Ainsi, dans l’article que Philip Pettit a consacré à la possibilité d’un « droit des gens » républicain, il prend pour hypothèse de départ l’existence indiscutée des États-nations comme forme politique structurante. Le problème de la justice à l’échelle mondiale se traduit naturellement sous la forme de relations de justice entre différents États, et non entre des États et des individus : « Si l’on suppose que les États vont continuer à être un trait permanent de notre monde, quel est l’idéal que nous devrions défendre concernant l’ordre international ? » [7].

Le néo-républicanisme se développe donc initialement comme une pensée de la justice destinée aux citoyens membres d’une même communauté politique. À tel point que Cécile Laborde peut parler des questions de justice mondiale comme d’une « tâche aveugle » de la pensée républicaine[8].

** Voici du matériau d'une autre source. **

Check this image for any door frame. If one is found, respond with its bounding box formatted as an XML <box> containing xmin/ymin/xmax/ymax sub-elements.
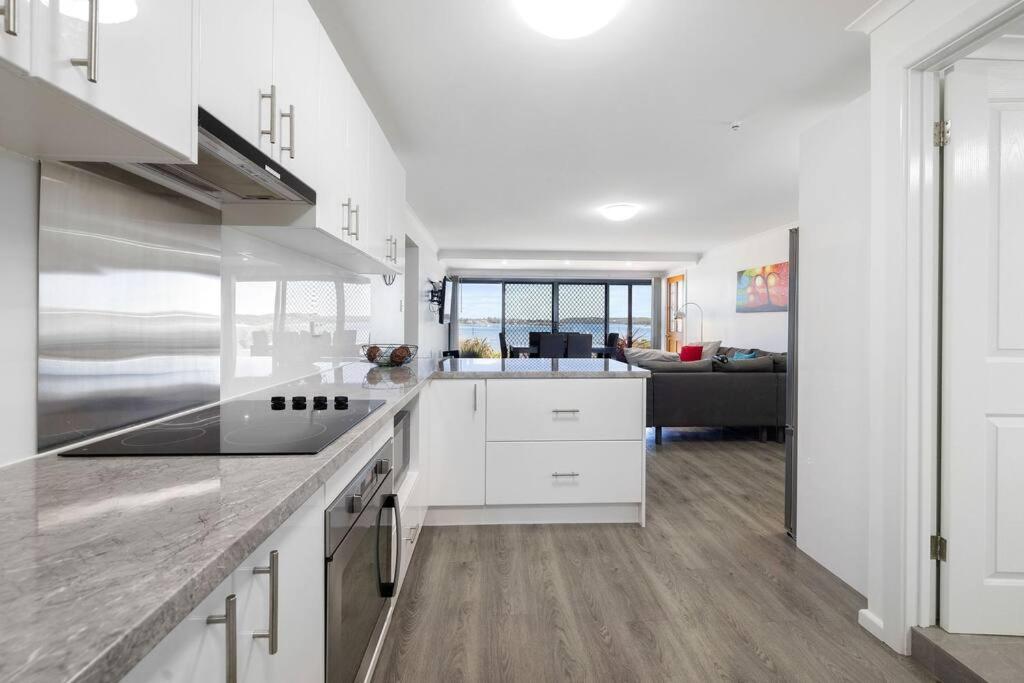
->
<box><xmin>849</xmin><ymin>0</ymin><xmax>1024</xmax><ymax>654</ymax></box>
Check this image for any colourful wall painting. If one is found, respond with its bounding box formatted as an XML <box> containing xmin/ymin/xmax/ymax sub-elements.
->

On pourra répondre que ce trait n’a rien de propre au républicanisme : la théorie de la justice rawlsienne, pour prendre un exemple évident, a notoirement commencé dans les limites de l’État-nation. Ce n’est que dans un second temps que la question d’un « droit des gens » s’est posée à Rawls, sous la forme d’une interrogation sur la possible extension à une échelle internationale de principes de justice initialement pensés pour un cadre national. La question qui s’est ainsi posée aux successeurs de Rawls, comme Charles Beitz ou Thomas Pogge, est celle du sens qu’il pouvait y avoir à émanciper les principes politiques fondamentaux de la philosophie rawlsienne hors de ce cadre national.

Est-il possible de faire le même geste pour la philosophie néo-républicaine ? Dans quelle mesure celle-ci est-elle capable de prendre en charge ces questions de justice mondiale en général, et de justice migratoire en particulier, qui n’étaient pas initialement dans son champ de vision ?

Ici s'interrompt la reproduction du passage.